I dated a bit but one guy called back the next day after an impromptu meeting.  Usually, I would have a date, and because I had boobs they thought that I easy but found out pretty quick, I WAS NOT!  Just because I had boobs does not mean I want that.  So they never called back, but The Hubby, well, he called the next day, the next, the next, the next...and now 43 years later...I think he's sticking around!!!
My dreams have changed for sure.  I did get married and have kids but I found new dreams to make happen.  
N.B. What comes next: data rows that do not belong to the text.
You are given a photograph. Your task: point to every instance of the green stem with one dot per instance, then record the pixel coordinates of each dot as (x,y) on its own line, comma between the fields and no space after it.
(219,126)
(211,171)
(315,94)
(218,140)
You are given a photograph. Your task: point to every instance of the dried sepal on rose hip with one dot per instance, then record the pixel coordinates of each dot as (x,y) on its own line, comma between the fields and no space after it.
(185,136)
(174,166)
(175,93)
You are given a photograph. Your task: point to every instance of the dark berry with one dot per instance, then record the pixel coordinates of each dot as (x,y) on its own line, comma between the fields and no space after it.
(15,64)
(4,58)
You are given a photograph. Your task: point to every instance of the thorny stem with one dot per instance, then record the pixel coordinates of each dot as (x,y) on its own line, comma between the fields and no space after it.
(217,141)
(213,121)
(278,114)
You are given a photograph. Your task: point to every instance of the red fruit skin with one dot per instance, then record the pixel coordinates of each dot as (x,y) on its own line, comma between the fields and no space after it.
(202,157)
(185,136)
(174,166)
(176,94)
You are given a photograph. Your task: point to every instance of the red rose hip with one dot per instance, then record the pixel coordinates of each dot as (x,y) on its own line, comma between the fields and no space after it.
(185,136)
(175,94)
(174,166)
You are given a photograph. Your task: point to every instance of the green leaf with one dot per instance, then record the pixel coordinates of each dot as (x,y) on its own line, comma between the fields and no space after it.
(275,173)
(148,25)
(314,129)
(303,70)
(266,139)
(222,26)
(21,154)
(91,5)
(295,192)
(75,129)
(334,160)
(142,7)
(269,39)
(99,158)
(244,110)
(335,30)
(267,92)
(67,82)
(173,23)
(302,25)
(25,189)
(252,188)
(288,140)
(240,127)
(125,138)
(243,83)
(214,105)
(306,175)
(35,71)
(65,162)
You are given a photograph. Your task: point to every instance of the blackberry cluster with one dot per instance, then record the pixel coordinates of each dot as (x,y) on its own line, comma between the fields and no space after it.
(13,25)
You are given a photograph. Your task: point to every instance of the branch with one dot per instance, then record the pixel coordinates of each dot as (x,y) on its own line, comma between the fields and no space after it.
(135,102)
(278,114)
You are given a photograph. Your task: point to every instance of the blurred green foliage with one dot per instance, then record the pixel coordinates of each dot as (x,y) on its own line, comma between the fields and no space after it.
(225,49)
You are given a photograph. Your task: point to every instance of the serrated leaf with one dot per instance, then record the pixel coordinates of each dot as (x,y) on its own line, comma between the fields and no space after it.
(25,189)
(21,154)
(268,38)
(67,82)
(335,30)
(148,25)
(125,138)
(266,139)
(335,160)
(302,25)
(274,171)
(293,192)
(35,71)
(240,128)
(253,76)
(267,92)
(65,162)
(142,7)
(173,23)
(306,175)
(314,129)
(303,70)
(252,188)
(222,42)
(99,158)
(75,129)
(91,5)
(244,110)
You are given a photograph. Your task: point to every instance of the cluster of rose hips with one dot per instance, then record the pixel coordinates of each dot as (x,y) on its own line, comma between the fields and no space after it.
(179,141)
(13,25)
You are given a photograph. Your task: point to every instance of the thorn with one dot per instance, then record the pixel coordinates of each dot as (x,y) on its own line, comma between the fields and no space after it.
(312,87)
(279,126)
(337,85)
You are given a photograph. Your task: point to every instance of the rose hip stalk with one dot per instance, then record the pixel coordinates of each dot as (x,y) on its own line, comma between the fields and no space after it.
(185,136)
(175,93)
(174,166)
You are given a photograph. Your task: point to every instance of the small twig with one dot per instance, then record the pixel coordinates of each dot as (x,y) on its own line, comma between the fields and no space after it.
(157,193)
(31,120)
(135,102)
I went to college and got a degree.
Without planning on it I've sort of fell into a new dream, to become an artist.  At first it was just to deal with the loss of Momma, Gail (my best friend), our dog, being an empty-nester, turning 50, and more,  but as I developed the art connections, got better and found out what I could do with art, well, slowly I made new goals.  

I wanted to be accepted as an artist, to be recognized among my art peers here locally and nationaly.  I've had a magazine article done locally on me.  I've won ribbons!!!  That was exciting because I've never won a ribbon for anything.  I've entered some shows that were a jury process and got in, local ones.  And now I've entered in a couple of national ones, and GOT IN!  That was a biggie for me.  There are a few more goals or dreams in this art journey but one thing at a time.  

At first I was afraid to enter in these national shows because I MIGHT HAVE TO GO to them, but I just bit the bullet and did it and thought, well, I'll figure it out if it happens, and it did!  I got in and I AM GOING to New York with The Hubby.  I probably won't win anything but I already won by be accepted into the show.  It will be an awesome experience and I may never get the opportunity again to experience it, so why not go.  Yeah, look at me strike out.  

I'm slowly overcoming my fears, even if I backslide occasionally, that's okay.  One step, one flight at a time.  Here I am at 63 years of age and I'm making some new dreams come true.  You are NEVER too old, trust me, NEVER!